I wasn't sure if I should put this under ponds or DIY, but I figured this was more DIY project... Anyway...

I bought fairly wide pot that is a few feet across and maybe 6 inches deep that I want to turn into a fountain that I may end up putting small fish in depending on how everything works out. The pot is a half glazed terra cotta pot so I need to find an inexpensive sealant that is safe for fish and plants alike and that will work on a terra cotta surface. Since I don't know what type of glaze was used on the pot I will probably seal the entire inner surface of the pot, both the glazed and unglazed portion just to be safe and I figured I would use a silicone aquarium sealant to seal around the plastic plug in the bottom of the pot.

Any ideas on what type of sealant would work best for this?


----------



## nuschu (Jan 19, 2011)

Ok, so after some more searching I've narrowed it down to three products...

Drylok, Thoroseal and Pond Armor.

Pond Armor is on the expensive side at around $70 so I'm looking more into Drylok and Thoroseal. I was hoping for the $20 range.


----------



## bearwithfish (Sep 29, 2009)

Drylock will be great many people use it to make stuff for their tanks.. just be sure you cure it for a week or so befor adding any water just to be certain that any chemicals have leached out through the curring processes...


----------



## nuschu (Jan 19, 2011)

So my next question is, should I get the latex or oil based Drylok?


----------



## bearwithfish (Sep 29, 2009)

nuschu said:


> So my next question is, should I get the latex or oil based Drylok?

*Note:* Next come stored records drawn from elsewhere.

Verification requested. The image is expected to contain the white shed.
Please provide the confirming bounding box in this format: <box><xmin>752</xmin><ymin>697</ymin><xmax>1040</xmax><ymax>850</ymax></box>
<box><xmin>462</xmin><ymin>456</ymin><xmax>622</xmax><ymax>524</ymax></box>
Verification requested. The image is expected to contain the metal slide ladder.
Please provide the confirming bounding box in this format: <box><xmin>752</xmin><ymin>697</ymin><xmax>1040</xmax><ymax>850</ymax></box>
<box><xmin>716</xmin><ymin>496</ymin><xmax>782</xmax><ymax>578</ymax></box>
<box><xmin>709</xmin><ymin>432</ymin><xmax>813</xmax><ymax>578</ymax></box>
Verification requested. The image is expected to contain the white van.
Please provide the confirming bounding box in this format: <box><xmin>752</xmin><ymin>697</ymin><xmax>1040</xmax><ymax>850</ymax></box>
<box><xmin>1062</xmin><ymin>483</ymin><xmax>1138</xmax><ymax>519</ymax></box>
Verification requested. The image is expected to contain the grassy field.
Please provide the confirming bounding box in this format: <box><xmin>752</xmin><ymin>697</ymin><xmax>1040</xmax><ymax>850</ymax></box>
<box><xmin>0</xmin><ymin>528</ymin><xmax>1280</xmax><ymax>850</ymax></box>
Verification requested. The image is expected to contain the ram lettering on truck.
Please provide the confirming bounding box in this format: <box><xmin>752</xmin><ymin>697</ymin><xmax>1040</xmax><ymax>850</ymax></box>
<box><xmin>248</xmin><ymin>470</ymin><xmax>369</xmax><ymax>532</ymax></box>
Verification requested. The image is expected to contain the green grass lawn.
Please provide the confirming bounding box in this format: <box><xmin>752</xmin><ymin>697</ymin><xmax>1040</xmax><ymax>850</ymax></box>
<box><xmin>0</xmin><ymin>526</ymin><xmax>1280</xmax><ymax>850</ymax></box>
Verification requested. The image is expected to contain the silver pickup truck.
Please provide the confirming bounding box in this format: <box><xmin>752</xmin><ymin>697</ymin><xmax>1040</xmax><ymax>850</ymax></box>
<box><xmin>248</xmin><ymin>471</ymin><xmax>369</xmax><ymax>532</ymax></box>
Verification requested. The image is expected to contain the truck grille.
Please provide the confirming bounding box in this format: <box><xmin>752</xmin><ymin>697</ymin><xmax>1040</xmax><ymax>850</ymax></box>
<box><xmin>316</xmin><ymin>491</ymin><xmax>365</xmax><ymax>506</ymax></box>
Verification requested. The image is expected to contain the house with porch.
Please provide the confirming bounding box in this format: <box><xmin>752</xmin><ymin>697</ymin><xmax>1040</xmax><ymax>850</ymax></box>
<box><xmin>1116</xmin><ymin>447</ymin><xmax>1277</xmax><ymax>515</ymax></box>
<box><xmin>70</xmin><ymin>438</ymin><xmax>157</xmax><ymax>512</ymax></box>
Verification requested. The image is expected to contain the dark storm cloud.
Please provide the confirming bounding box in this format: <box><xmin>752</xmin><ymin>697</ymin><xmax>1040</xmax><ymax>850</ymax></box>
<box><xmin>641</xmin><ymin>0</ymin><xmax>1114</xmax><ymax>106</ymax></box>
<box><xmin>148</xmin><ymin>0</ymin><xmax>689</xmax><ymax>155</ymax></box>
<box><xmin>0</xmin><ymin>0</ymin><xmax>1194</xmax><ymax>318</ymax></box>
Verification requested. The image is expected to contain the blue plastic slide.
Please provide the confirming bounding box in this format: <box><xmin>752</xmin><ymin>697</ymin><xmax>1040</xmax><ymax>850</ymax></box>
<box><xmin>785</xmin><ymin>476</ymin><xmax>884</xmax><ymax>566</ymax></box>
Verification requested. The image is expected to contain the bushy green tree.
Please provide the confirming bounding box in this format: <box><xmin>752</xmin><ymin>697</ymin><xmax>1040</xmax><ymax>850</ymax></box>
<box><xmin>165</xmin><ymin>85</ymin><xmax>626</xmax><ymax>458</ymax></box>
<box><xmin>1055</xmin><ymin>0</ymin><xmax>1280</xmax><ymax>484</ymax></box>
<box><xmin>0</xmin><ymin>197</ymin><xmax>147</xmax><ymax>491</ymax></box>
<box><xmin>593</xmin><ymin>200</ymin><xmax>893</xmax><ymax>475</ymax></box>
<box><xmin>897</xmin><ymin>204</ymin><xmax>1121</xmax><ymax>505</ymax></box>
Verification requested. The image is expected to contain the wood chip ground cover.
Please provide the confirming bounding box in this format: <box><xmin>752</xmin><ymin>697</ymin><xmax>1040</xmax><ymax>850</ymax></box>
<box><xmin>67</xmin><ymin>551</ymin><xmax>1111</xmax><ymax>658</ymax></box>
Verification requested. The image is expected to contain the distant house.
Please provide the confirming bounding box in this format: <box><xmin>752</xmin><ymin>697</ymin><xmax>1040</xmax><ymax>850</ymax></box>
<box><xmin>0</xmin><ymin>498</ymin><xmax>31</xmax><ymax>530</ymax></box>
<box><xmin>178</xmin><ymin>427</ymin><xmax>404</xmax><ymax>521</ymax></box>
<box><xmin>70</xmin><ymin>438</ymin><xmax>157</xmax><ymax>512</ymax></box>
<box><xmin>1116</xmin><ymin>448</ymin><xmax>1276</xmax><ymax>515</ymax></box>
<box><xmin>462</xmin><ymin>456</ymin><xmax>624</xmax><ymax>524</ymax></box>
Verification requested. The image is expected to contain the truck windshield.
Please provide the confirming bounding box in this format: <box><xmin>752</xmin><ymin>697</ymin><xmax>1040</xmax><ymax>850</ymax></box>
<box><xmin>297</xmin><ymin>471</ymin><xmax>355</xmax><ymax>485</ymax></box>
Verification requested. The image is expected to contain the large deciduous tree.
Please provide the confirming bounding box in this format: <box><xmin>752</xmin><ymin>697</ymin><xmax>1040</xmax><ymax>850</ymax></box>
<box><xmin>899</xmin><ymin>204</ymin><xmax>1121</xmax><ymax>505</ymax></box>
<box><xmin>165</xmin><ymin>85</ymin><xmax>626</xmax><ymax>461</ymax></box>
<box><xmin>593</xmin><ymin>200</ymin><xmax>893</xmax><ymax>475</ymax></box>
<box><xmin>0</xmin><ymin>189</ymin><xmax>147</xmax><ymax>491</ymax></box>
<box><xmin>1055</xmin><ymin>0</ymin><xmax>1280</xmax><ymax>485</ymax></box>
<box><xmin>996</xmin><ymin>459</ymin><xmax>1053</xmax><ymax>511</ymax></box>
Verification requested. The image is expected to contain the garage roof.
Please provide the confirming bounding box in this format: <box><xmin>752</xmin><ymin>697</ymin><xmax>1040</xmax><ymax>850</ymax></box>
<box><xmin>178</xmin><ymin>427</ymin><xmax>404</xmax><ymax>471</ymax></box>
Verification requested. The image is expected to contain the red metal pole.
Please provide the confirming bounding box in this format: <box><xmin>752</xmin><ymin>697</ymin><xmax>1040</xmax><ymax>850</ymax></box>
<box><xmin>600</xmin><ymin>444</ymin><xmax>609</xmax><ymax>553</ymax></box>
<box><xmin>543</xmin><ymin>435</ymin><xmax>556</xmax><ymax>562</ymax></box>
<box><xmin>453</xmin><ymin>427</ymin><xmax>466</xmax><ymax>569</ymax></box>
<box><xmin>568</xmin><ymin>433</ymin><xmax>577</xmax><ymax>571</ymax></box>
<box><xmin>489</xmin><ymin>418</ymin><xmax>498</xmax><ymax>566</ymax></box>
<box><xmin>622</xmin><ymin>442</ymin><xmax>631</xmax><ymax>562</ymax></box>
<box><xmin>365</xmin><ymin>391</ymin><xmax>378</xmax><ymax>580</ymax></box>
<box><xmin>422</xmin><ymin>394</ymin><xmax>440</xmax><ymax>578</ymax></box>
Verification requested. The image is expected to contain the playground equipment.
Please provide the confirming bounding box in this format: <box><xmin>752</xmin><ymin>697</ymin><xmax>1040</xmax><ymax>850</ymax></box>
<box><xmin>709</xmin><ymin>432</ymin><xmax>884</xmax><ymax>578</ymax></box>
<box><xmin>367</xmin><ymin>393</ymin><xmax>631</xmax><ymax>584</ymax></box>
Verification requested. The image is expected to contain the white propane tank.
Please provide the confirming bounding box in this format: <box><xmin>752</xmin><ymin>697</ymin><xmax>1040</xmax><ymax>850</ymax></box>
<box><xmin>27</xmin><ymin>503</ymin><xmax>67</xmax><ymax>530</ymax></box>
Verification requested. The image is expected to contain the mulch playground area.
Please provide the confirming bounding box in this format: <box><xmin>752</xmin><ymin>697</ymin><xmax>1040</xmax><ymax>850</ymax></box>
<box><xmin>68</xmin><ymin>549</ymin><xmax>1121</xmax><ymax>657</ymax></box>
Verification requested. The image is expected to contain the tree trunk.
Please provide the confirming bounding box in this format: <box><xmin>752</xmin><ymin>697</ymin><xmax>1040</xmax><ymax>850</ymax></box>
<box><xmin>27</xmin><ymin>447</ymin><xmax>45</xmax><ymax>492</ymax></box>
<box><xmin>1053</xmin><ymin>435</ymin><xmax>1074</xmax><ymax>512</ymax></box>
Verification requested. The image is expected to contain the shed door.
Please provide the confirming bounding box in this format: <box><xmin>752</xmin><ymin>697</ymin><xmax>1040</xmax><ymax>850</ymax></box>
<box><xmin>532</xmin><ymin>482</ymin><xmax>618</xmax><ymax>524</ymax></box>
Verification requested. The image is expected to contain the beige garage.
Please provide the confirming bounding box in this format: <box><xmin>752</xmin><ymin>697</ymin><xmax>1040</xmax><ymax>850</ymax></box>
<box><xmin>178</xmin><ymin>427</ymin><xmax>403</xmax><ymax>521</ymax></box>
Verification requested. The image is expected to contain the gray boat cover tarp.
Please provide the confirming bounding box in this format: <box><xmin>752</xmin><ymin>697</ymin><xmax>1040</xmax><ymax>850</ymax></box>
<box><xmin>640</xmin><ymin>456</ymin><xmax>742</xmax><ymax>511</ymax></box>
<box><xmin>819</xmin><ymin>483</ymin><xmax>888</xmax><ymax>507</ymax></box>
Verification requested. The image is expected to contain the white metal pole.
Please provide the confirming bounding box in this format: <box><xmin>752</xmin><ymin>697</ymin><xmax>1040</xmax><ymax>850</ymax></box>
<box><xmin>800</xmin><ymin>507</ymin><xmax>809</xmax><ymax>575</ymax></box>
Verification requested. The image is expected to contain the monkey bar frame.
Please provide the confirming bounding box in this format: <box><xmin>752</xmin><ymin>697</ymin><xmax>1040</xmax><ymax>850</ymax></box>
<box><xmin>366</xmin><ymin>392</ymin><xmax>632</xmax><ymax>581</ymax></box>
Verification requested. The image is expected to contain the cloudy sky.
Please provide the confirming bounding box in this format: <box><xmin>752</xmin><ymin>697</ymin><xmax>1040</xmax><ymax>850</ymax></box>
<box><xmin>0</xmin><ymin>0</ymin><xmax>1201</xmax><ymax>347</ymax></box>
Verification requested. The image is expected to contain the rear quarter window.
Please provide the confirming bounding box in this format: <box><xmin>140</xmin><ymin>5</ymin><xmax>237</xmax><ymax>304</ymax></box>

latex!!!! it dries faster....


----------



## nuschu (Jan 19, 2011)

Thanks, I'll give that a shot... I think I will probably let it cure for awhile, then after a week or so, I'll get it up and running with plants and see how they do before I bring fish into it...


----------



## bearwithfish (Sep 29, 2009)

sounds like a great plan.. keep us posted and take pix along the way so we can learn form you .....


----------